As I said in the previous post, I find the student standardized test score data valuable mostly for what it shows us about the significant gaps between subgroups of students. What I find less informative, though, are year-to-year comparisons and comparisons between our students and students elsewhere. It is too easy to impose preconceived conclusions on those comparisons, when there may be other plausible hypotheses that are also consistent with the data.
For example, at our meeting last week, the board were presented with bar graphs showing that our students’ scores compare favorably to those of students nationwide. Then we saw more bar graphs showing that our students compared favorably to statewide students on a measure of annual score growth.
There is always an air of self-congratulation to that kind of discussion. When our students compare favorably with others, that means our district is doing a good job, right? But actually, that isn’t what it means. Even if our students compare favorably with students elsewhere, it doesn’t follow that our district’s policies and practices are the reason why. We live in a university town where a lot of people are highly educated; that alone could potentially explain why our students sometimes score better than the average student. For all we know, they would get even higher scores if our district made different educational choices; our district might actually be holding the students back! The data neither prove nor disprove that hypothesis.
Moreover, the data also show that our students suffer by comparison to students elsewhere in many ways. For example, the Iowa Assessments data show that on all three tested subjects (reading, math, and science), at every grade level tested (third through eleventh), the percentage of our students who are non-proficient is higher than it is for students statewide (with the one exception of eleventh-grade science). Those differences appear to be largely a function of the scores of our subgroups of students on free and reduced-price lunch, black and African-American students, students receiving special ed services, and students who are English-language learners. Here’s an example of the comparisons (no helpful bar graphs on this data set!):
And our students are often doing even worse, relative to statewide, than they did last year. Here’s what that cohort’s chart looked like last year:
If we let the district take credit for every student success story, we also have to blame it for every unsatisfactory result.
But in fact, the data does not dictate either conclusion, because it is very difficult to evaluate all the potential causal factors that affect our student test scores. There are sophisticated statistical methods, like multivariate regression analysis, that could at least try to do so, but they have their own limitations. In any event, I’m fairly sure that our district is not even attempting such sophisticated analyses on its test score data. It’s probably much closer to the truth to say that our district, when given a new set of test score data, has a tendency to simply eyeball the changes from the previous year and then make assumptions (not dictated by the data) about what those data tell us about the effects of the district’s practices.

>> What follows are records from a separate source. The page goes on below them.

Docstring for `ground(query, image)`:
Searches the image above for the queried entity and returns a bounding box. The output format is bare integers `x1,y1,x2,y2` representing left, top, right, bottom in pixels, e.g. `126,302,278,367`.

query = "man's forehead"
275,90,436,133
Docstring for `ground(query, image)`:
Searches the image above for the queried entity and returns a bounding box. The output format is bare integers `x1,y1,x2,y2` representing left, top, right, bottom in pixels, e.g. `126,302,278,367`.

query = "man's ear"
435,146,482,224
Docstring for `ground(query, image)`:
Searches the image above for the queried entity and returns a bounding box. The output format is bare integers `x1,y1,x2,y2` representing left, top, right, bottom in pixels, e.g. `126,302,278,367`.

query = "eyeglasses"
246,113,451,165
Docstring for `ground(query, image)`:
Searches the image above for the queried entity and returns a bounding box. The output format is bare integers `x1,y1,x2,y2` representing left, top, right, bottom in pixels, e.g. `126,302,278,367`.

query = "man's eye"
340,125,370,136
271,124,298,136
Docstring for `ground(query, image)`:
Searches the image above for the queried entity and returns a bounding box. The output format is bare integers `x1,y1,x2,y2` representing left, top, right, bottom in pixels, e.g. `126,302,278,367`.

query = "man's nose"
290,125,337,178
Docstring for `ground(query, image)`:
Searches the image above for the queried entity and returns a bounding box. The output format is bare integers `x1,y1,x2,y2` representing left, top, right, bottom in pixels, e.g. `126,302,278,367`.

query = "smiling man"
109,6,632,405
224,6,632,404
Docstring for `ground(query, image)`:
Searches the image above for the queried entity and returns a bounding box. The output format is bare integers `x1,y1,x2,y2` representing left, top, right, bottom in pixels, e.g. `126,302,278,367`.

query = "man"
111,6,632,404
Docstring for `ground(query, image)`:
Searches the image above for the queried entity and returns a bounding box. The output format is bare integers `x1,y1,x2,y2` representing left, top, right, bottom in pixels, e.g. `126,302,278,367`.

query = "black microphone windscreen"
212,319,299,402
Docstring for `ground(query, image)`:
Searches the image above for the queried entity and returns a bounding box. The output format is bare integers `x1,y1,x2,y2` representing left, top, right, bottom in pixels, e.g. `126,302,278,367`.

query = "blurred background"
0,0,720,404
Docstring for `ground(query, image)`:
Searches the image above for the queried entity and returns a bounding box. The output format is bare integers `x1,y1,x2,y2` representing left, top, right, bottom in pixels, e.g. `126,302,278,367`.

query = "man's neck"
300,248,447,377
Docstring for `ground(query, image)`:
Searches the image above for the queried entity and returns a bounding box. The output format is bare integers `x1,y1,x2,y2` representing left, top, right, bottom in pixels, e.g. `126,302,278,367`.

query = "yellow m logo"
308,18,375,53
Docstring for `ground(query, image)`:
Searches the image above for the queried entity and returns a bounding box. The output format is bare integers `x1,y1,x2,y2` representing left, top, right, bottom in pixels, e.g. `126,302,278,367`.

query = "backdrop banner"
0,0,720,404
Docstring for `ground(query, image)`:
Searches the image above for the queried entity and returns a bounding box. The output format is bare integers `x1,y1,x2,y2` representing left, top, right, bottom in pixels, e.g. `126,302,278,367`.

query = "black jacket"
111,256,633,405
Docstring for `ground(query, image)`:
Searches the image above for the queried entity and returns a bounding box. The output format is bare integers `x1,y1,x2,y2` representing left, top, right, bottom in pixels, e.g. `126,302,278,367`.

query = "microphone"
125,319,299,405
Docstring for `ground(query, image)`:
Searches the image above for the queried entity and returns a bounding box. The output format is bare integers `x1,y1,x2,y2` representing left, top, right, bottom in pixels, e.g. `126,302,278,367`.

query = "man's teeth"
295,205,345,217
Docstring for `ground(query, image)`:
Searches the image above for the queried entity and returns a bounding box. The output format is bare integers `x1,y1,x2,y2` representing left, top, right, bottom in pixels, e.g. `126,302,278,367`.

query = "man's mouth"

For example, this year we’re instituting a weighted resource allocation model, shifting resources toward schools that have more kids in the subgroups that are showing proficiency gaps. Next year, we’ll look at how the proficiency scores have changed. If the gaps are at all smaller, it will be tempting to attribute the improvement to the weighted resource model. But the data would be consistent with other plausible explanations as well, since we can’t possibly hold all other variables constant like in a laboratory experiment. At the same time that we’re shifting resources, we might also be changing disciplinary practices, and trying to diversify the teaching staff, and providing bias training, etc. (And of course we’re usually measuring different actual kids from one year to the next.) If the gaps subsequently improve, it’s even possible that the weighted resource model actually made them worse, but that the other variables more than offset that effect.
If we shift resources and then the test scores go up, we’ll want to assume a causal link. But if we shift resources and the scores go down, we won’t assume that the shift caused the decrease—and if anything, people might even say, “See, the scores went down, so we need to shift resources even more.” My point is just that our explanations often come from sources other than the data itself, since the data is consistent with multiple hypotheses. I don’t think that’s crazy; I think it makes sense to bring experience, judgment, and even instincts to bear in interpreting any data. But it can certainly lead people into temptation, as it becomes fairly easy to use data to justify preconceived conclusions.
In any event, if someone tells you that our district is doing great because the kids outperform their counterparts elsewhere, remember that what you’re hearing is probably closer to sales than to science.